Types of Suspension Systems

Even though there are many different suspension setups, most types can be categorized into one of these types: MacPherson strut, modified strut, multilink, short/long arm, I-beam, and solid axles. Regardless of the type, all suspensions try to accomplish the same goals of good ride quality and handling.

Macpherson Struts
The popularity of small FWD vehicles has brought with it the dominate type of suspension system used today, the MacPherson strut suspension. These systems combine a coil spring, shock absorber, and bearing plate into a single unit. A typical strut is shown in Figure 6-32.
This arrangement allows for greater engine compartment space and reduced weight compared to short/long arm suspensions. This is because the MacPherson strut suspension eliminates the upper control arm and upper ball joint. This reduces weight and moves the top of the suspension higher and toward the outside of the vehicle. Because the upper control arms are removed, there is space for the engine and transmission to be mounted transversely (sideways) in the engine compartment.
The strut connects to the car body through the upper strut mount or bearing plate, which also acts as a pivot and damper. The upper mount provides flexibility, so the strut can change angle to follow the path of the lower ball joint. The mount also dampens or reduces vibration and serves as the upper pivot for the steering axis. The components of a strut mount are illustrated in Figure 6-33.
 The shock absorbers piston rod in a strut is larger than the standard shock piston rod to withstand sideways bending from loads placed on the tire while it is turning. Figure 6-34 shows a comparison of a strut piston and a shock piston. The strut piston rod, on the left, is much larger in diameter than that of the shock, shown on the right.
Modified Struts
Some vehicles use a strut-style shock absorber but relocate the spring. These are not true MacPherson struts. Called a modified strut, this system has the spring mounted separate from the strut. The strut performs the function of the shock absorber and is connected to an upper bearing plate at the top and to the steering knuckle at the lower end. The coil spring is located between the frame and the lower control arm. This design has the weight and space saving advantages of the MacPherson strut suspension but can contain larger springs. Relocating the spring also can allow for a wider distance between the wheel wells, increasing engine compartment room.
Multilink
Many vehicles use a multilink system. With a multilink suspension, the steering knuckle is taller than on a traditional strut or short/long arm suspension, often reaching the height of the top of the tire. The strut does not turn with the steering axis; rather it is mounted rigidly to the body at the upper strut mount. This is because the steering knuckle pivots on the upper and lower ball joints for steering action. Multilink systems are designed to produce neutral steering on FWD vehicles, which tend to exhibit understeer with traditional MacPherson strut suspensions. This suspension is also commonly used on RWD cars, light trucks, and SUVs.
 Figure 6-36 shows a common multilink arrangement. Multilink suspensions are also found on the rear of many vehicles, both FWD and RWD. Several control arms are used to reduce rear axle movements and provide better handling and ride qualities than a traditional rear strut system.

Short/Long Arm
Short/long arm suspensions, also called SLA suspensions, are typically used on RWD vehicles. This suspension consists of two unequal length control arms connected with a steering knuckle. The control arms are generally triangular and are often called wishbones or A-arms. A steering knuckle, control arm bushings and ball joints comprise the rest of the suspension.
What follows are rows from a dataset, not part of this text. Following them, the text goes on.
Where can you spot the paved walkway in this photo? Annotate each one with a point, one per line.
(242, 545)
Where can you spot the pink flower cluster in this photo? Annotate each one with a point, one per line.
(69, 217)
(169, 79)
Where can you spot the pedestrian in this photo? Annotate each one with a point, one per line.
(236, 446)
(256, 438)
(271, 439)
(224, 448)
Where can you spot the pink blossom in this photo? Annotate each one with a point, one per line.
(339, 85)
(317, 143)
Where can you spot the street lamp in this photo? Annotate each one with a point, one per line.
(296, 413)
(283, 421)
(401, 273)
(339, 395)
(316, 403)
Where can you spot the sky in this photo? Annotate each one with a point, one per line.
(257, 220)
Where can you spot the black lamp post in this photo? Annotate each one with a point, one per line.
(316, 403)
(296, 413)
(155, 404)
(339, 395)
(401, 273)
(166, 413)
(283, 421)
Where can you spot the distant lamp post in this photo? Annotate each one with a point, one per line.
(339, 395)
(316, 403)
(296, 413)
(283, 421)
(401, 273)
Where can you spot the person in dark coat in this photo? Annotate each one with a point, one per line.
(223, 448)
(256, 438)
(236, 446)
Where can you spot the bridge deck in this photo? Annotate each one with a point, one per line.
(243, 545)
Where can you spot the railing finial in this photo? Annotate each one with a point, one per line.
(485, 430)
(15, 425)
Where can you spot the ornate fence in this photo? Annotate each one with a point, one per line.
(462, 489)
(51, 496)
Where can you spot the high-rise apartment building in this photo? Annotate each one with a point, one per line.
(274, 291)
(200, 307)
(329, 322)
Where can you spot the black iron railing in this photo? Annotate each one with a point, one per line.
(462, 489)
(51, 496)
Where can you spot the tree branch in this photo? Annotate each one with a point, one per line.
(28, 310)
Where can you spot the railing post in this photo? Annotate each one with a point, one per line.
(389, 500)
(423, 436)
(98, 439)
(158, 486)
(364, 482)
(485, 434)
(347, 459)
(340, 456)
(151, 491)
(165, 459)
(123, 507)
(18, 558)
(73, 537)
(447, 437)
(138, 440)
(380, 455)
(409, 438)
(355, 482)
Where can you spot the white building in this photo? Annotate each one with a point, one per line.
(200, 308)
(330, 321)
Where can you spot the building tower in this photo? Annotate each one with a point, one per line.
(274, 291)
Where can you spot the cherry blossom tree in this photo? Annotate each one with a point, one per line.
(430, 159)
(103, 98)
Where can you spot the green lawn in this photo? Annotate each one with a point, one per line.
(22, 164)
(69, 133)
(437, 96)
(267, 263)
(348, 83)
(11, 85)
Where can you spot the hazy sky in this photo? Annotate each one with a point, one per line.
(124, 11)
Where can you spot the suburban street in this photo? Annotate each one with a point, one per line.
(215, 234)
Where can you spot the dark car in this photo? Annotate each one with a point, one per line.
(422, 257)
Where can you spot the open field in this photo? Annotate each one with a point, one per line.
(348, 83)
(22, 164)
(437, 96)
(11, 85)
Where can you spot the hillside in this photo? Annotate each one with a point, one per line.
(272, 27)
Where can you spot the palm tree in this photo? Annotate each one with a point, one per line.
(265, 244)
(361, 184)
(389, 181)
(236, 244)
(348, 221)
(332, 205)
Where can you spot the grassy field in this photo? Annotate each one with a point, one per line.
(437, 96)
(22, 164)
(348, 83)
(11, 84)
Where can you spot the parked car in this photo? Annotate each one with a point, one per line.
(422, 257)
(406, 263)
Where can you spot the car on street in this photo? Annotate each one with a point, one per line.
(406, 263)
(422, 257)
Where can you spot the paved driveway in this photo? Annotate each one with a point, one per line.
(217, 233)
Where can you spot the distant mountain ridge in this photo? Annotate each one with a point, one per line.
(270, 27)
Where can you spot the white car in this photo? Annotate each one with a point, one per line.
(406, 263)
Figure 6-37 shows an illustration of a typical system. Control arm design is matched with the spring for tire control and ride characteristics. The control arms are mounted to the frame with control arm bushings. Some suspensions use a lower control arm with a single frame mounting point. In this case, a strut rod will also be used as an additional mount and stabilizer for the control arm as shown in Figure 6-38.
 SLA systems use two ball joints, one of which carries the sprung weight of the vehicle. The other ball joint provides a friction and pivot point and does not carry weight. The load-carrying joint is located in the control arm in which the spring sits. The other ball joint is called the friction or following ball joint.

 Figure 6-39 shows how the weight is carried by the load-carrying ball joint in an SLA suspension. SLA suspensions are not as common as they once were due to the popularity of FWD vehicles. These suspensions tend to intrude into the engine compartment, causing space problems with FWD drivetrains.
I-BEAM
This suspension system was used on Ford trucks and vans for many years. Twin I-beams are strong and simple like solid axles but provide independent movement of the front suspension. An illustration of this system is shown in Figure 6-40. I-beams are mounted to the crossmember with a bushing and house the ball joints at the outside of the beam. I-beams also use a radius arm to control I-beam movement, as shown in Figure 6-41. I-beams are similar to very long control arms. They move on a pivot and allow for vertical wheel movement while the radius arm stops forward and backward movement of the suspension.